Avant de rejoindre la rédaction de France Inter en 1997, Stéphane Leneuf a été correspondant de Radio France au Parlement européen de Strasbourg. Maintenant rédacteur en chef chez France Inter, Stéphane Leneuf remet en perspective l’actualité européenne chaque dimanche à 7h17 dans son émission « Café Europe« . Il revient aujourd’hui sur les résultats du sondage Viavoice commandé par le Mouvement Européen – France, les Jeunes Européens – France, la Fédération Française des Maisons de l’Europe et les Européens Sans Frontières, qui montre qu’une majorité de français se déclare mal informée sur l’Europe et une plus grande majorité souhaiterait être d’avantage renseigné sur l’actualité de l’UE.

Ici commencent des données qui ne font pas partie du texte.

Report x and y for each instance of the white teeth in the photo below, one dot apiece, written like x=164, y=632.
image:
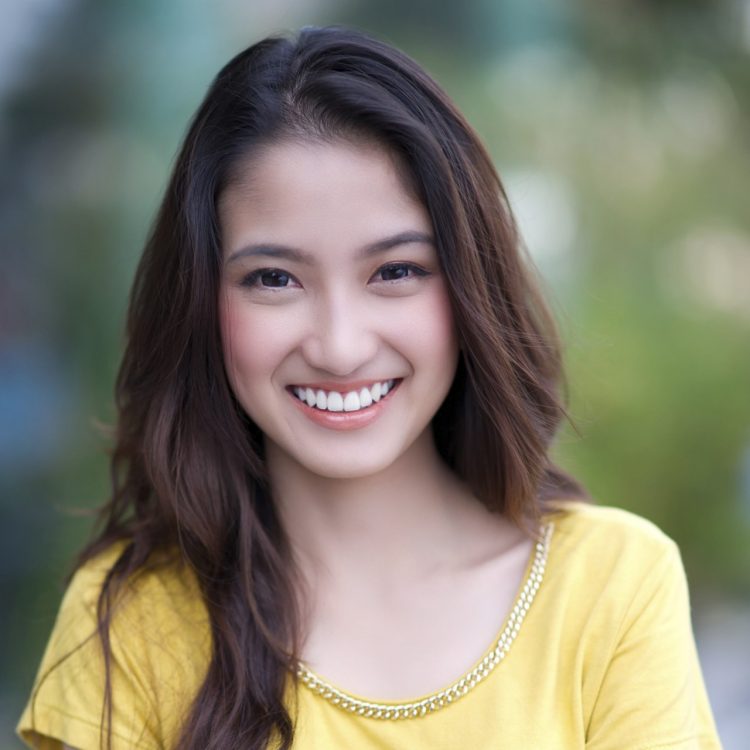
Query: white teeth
x=335, y=401
x=351, y=401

Tout d’abord, êtes-vous surpris d’entendre que l’Europe est la mal-aimée des médias en France ?
Stéphane Leneuf : Je ne suis pas vraiment surpris, mais je ne souscris pas à l’idée très répandue que l’Europe soit la mal-aimée des médias en France. Je pense qu’il faut plutôt raisonner en terme d’ignorance et de paresse intellectuelle de la part des directions des médias. Ignorance parce que très peu d’efforts sont réalisés pour comprendre le fonctionnement des institutions européennes et paresse intellectuelle parce qu’il existe encore une sorte de réflexe pavlovien autour de cette phrase très répandue dans les rédactions: « c’est compliqué à expliquer et cela n’intéresse pas le public». Or la participation aux dernières élections européennes prouve qu’il y a une vraie demande d ‘information sur l’Europe. Cela dit, de vrais efforts ont été réalisés lors du scrutin de mai dernier, le problème c’est que cela n’intervient que tous les cinq ans et après les médias ont tendance oublier ce qui se passe à Bruxelles et Strasbourg. C’est dans cet espace d’oubli que le combat pour une information européenne pérenne doit être mené. Mais globalement je trouve que les médias ont fait le job pendant la campagne.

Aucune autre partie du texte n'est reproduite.